Out on the pro-racing circuit, the saddle-sore riders will reach incredible speeds thanks to their “marginal gains”, and while pumping human growth hormone and spun blood into your system might be just part of the game, speeding off down the road is regarded as the height of scandalous gamesmanship whenever there’s an accident.
It’s the one rule that even Lance Armstrong respected.
Well, that and snitches get stitches.
5 – Mankading around
Cricket’s generally stuffier than a turkey’s backside on Christmas morning, so when some on-field naughtiness goes down, the competition is stiff among those who can clutch their pearls with the most gusto.
While ball-tampering is always good to get the emotions of even the sternest-jawed Aussie going, it’s the mankad that really draws out the absurdity of the game.

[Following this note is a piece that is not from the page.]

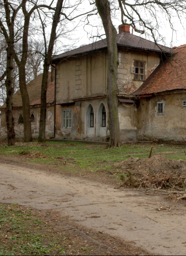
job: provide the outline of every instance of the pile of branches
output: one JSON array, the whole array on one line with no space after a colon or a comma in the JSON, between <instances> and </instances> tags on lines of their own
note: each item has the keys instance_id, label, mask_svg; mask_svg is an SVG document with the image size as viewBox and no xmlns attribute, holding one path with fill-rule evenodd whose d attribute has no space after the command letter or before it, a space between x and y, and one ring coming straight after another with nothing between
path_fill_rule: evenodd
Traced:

Batsmen often tend to chance their arm for a few steps when they’re not at the striking end, and sometimes bowlers spot this, but if any bowler every actually runs out the cheeky batter when they step out of their crease, his name will be tarnished for life.

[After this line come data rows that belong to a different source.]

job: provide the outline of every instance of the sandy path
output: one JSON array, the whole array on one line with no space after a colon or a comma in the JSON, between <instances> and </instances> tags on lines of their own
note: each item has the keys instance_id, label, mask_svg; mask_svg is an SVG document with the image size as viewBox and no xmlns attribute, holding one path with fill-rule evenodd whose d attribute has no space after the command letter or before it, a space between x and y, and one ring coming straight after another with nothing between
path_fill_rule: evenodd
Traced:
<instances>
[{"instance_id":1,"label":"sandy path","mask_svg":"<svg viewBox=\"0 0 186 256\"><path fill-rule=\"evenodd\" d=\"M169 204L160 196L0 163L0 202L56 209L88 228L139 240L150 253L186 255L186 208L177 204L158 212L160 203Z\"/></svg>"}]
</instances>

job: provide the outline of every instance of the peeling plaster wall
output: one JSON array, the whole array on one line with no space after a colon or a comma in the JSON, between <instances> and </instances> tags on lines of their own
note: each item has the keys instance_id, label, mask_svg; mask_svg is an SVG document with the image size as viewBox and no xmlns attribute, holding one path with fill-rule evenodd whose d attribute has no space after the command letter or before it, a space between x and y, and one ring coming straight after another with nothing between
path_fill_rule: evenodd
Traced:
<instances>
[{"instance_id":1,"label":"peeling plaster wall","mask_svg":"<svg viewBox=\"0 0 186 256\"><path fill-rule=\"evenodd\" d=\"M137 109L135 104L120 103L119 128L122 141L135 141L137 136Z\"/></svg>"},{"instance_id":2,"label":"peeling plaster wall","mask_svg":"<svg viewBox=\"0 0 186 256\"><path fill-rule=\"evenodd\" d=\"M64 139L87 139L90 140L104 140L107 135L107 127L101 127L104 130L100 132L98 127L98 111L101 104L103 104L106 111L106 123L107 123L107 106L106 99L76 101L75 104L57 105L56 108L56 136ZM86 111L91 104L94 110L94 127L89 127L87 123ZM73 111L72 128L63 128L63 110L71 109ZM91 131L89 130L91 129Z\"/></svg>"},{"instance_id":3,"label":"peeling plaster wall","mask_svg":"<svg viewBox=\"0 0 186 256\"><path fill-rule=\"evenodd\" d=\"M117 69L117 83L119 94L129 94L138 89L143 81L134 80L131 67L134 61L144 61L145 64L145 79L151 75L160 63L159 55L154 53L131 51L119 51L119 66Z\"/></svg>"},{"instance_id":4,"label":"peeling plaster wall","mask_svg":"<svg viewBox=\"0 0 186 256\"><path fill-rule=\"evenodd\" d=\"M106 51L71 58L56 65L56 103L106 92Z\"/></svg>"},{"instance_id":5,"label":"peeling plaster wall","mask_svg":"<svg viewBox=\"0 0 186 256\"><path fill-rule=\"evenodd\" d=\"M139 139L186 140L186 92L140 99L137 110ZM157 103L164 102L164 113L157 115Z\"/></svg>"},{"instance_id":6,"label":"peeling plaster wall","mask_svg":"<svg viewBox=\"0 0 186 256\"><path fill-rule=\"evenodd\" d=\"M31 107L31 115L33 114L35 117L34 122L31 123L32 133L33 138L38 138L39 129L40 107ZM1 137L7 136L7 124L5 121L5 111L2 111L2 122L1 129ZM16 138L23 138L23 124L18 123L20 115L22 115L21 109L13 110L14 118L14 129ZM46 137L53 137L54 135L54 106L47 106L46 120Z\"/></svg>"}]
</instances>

6 – “I went to fight and a hockey game broke out”
Though it’s going out of style, it’s long been the convention in ice hockey that you carry a player on your team whose sole role is to fight.
A team’s Enforcer only needs to skate to the extent that it allows him to launch as fierce a series of blows as possible on anyone who lands a late hit on his team’s skilled players. If only football was so enlightened, Robbie Savage might have got as many punches in the mouth as he deserved.
7 – Snooker’s two-hander
Maybe snooker rebels stand out more because everybody else is so square? Ronnie O’Sullivan’s been showing off his contrary streak for decades now, and sometimes it breaks the gentlemanly etiquette of the emerald baize.

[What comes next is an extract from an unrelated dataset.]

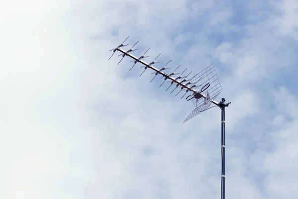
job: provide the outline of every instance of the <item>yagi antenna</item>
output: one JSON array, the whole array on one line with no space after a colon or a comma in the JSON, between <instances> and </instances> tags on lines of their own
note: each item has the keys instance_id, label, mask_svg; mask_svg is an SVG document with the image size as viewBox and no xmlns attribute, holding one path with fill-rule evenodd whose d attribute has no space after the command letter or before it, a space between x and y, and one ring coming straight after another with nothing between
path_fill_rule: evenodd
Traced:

None was more flagrant than his shameful switching between left and right-handed play against Alain Robideaux in 1996 when he was just 20-years-old. His Canadian opponent said it was disrespectful to change hands during a game, to which the ever-conciliatory O’Sullivan retorted: “I didn’t give him any respect because he didn’t deserve any. I am better playing left-handed than he is right-handed.”
Ronnie plays by his own rules, unwritten or not. Whether he’d choose to write them with his left or right hand is entirely up to him.